Иноземцев рассмеялся, покрутил головой.
– Я думал, капитан, ты лучше меня осведомлен в таких делах... Значит, кто еще из подследственных у тебя есть? Кроме рядового Малахова и водителя штабной машины ефрейтора Краснова? Сколько всего человек?
– Одиннадцать...
– Давай всех. С твоим начальством я договорюсь.
– Всех? – не поверил своим ушам Шульгин.
– Да, сегодня же передашь их Малютину, – устало сказал Иноземцев. – Для пополнения. Вопросы есть?
– Но их дела уже отправлены в трибунал, Сергей Павлович. И я боюсь...
– А ты не бойся! – Иноземцев поднял на него глаза. – Надо будет, я за все отвечу.
– Но вы даже не представляете, кто там находится! Есть двое дезертиров, трое бывших штрафбатовцев, они напились и устроили дебош, избили дежурного по части. Это же расстрельная статья!
Иноземцев непреклонно кивнул:
– К Малютину всех. Потом, когда все закончится, оформишь приговором трибунала... Не мне тебя учить, как это делается.
– Но там есть насильник, изнасиловал несовершеннолетнюю из соседней деревни, потом ее убил. Этот тем более под расстрел.
– Скажешь ему, что Родина, мол, дает ему, уроду, последнюю возможность смыть кровью свой позор. Ты понял меня? Потом напишешь на меня рапорт, потом... Если время найдешь. Все, свободен. И не задавай лишних вопросов. Позови там нашего политрука... Этому тоже придется объяснять, что да почему да зачем. Значит, так надо! Поймешь ты когда-нибудь, что мои приказы в моем полку не обсуждаются?
И через полчаса начался политчас в роте лейтенанта Малютина. Политрук, сухощавый, пожилой, явно засидевшийся в звании старшего лейтенанта, читал солдатам выдержки из центральной газеты. На политчасе кроме известных персонажей, включая уже освобожденного из-под стражи Малахова, присутствовали и другие лица – те, по ком плакали штрафной батальон или тюрьма.
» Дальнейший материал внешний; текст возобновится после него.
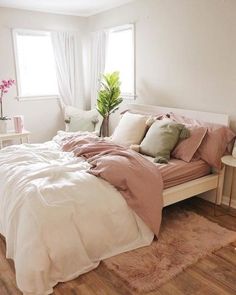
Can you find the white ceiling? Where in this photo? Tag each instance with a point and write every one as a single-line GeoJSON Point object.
{"type": "Point", "coordinates": [71, 7]}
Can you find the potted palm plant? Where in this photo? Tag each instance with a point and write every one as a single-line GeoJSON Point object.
{"type": "Point", "coordinates": [4, 87]}
{"type": "Point", "coordinates": [108, 99]}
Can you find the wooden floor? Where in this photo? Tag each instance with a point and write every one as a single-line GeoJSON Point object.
{"type": "Point", "coordinates": [213, 275]}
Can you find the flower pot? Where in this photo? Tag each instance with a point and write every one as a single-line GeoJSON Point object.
{"type": "Point", "coordinates": [3, 126]}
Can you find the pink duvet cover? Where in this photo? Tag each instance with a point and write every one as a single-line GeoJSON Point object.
{"type": "Point", "coordinates": [138, 180]}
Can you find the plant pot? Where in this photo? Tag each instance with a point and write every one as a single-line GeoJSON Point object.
{"type": "Point", "coordinates": [3, 126]}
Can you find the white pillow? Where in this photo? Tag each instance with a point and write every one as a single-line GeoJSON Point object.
{"type": "Point", "coordinates": [80, 120]}
{"type": "Point", "coordinates": [130, 130]}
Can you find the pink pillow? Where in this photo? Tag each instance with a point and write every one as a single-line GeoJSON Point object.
{"type": "Point", "coordinates": [215, 142]}
{"type": "Point", "coordinates": [186, 148]}
{"type": "Point", "coordinates": [214, 145]}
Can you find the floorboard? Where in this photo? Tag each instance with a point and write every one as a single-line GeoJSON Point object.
{"type": "Point", "coordinates": [213, 275]}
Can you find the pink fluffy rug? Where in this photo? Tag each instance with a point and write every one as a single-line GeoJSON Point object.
{"type": "Point", "coordinates": [185, 237]}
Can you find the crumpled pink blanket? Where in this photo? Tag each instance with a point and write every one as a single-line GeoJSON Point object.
{"type": "Point", "coordinates": [137, 179]}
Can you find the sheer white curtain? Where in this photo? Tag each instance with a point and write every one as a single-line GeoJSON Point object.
{"type": "Point", "coordinates": [68, 57]}
{"type": "Point", "coordinates": [98, 60]}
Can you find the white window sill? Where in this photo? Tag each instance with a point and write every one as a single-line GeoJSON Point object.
{"type": "Point", "coordinates": [33, 98]}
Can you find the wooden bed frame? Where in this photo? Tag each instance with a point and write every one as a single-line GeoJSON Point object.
{"type": "Point", "coordinates": [209, 187]}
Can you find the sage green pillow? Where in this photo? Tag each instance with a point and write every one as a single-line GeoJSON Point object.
{"type": "Point", "coordinates": [161, 138]}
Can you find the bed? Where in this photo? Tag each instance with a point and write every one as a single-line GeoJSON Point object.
{"type": "Point", "coordinates": [48, 231]}
{"type": "Point", "coordinates": [209, 187]}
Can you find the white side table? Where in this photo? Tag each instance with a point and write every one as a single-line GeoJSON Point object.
{"type": "Point", "coordinates": [230, 161]}
{"type": "Point", "coordinates": [22, 137]}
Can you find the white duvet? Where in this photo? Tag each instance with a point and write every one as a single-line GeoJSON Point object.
{"type": "Point", "coordinates": [58, 220]}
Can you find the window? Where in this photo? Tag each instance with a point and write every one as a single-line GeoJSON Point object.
{"type": "Point", "coordinates": [120, 57]}
{"type": "Point", "coordinates": [35, 65]}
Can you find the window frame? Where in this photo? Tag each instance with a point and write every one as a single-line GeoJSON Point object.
{"type": "Point", "coordinates": [128, 96]}
{"type": "Point", "coordinates": [19, 96]}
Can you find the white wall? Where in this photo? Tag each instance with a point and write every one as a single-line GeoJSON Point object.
{"type": "Point", "coordinates": [42, 117]}
{"type": "Point", "coordinates": [185, 52]}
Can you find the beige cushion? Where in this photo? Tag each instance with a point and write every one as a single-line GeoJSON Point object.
{"type": "Point", "coordinates": [130, 130]}
{"type": "Point", "coordinates": [160, 139]}
{"type": "Point", "coordinates": [80, 120]}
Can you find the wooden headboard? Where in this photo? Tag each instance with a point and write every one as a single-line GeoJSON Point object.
{"type": "Point", "coordinates": [204, 116]}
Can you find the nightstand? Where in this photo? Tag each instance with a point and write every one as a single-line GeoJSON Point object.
{"type": "Point", "coordinates": [230, 161]}
{"type": "Point", "coordinates": [22, 137]}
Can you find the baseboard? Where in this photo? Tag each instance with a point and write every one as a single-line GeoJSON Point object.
{"type": "Point", "coordinates": [225, 201]}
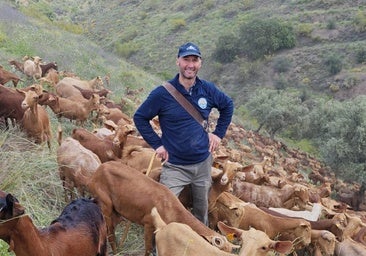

– Товарищи! Фашистский зверь использует передышку, чтобы зализать раны, но скоро он почувствует на себе всю мощь карающего меча Красной Армии, который обрушится на его голову! Народ смотрит на вас, товарищи! Еще один напор, еще один, последний удар – и враг будет повержен, товарищи!
Солдаты слушали без особого воодушевления, только вожделенно смотрели на газету, которая после окончания политинформации по заведенной традиции должна была пойти на самокрутки.
– Вопросы есть? – спросил политрук.
– Вы газету с собой заберете или как? – вежливо спросил Прохор Полунин. – Лучше нам оставьте... для углубленного изучения.
– Но мне еще выступать в других подразделениях, – попробовал было возразить политрук.
– У них там другие задачи, – сказал, смеясь, Малахов, которого даже отсидка на временной гауптвахте не привела к соблюдению субординации или должному смирению перед начальством. И протянул руку к газете.
– Ну хотя бы передовицу мне оставьте! – умоляюще сказал политрук.
Но его не слушали, и газета мгновенно разошлась на клочки. Вместе с передовицей.
– Кто еще не сдал мне до наступления заявление о приеме в партию? – угрюмо спросил политрук, перебирая свои бумаги.
Бойцы переглядывались. Вроде все передали. Даже те, кто шел под трибунал.
– Есть вопрос, – неожиданно сказал Степан Каморин.
– Да, я вас слушаю, товарищ старший сержант! – Политрук близоруко сощурился, чтобы видеть выражение его лица.
– Верно, что как до границы дойдем, так и все, конец войне? А то разное говорят.
– Я-то думал, вы, Каморин, меня совсем о другом спросите, – огорченно сказал политрук. – Ну это я не знаю, товарищи! Никто приказа об остановке нашего наступления на границе не читал, но почему-то об этом говорят уже как о свершившемся факте! Кстати, товарищ Каморин, вашего заявления о вступлении в партию я тоже до сих пор не видел.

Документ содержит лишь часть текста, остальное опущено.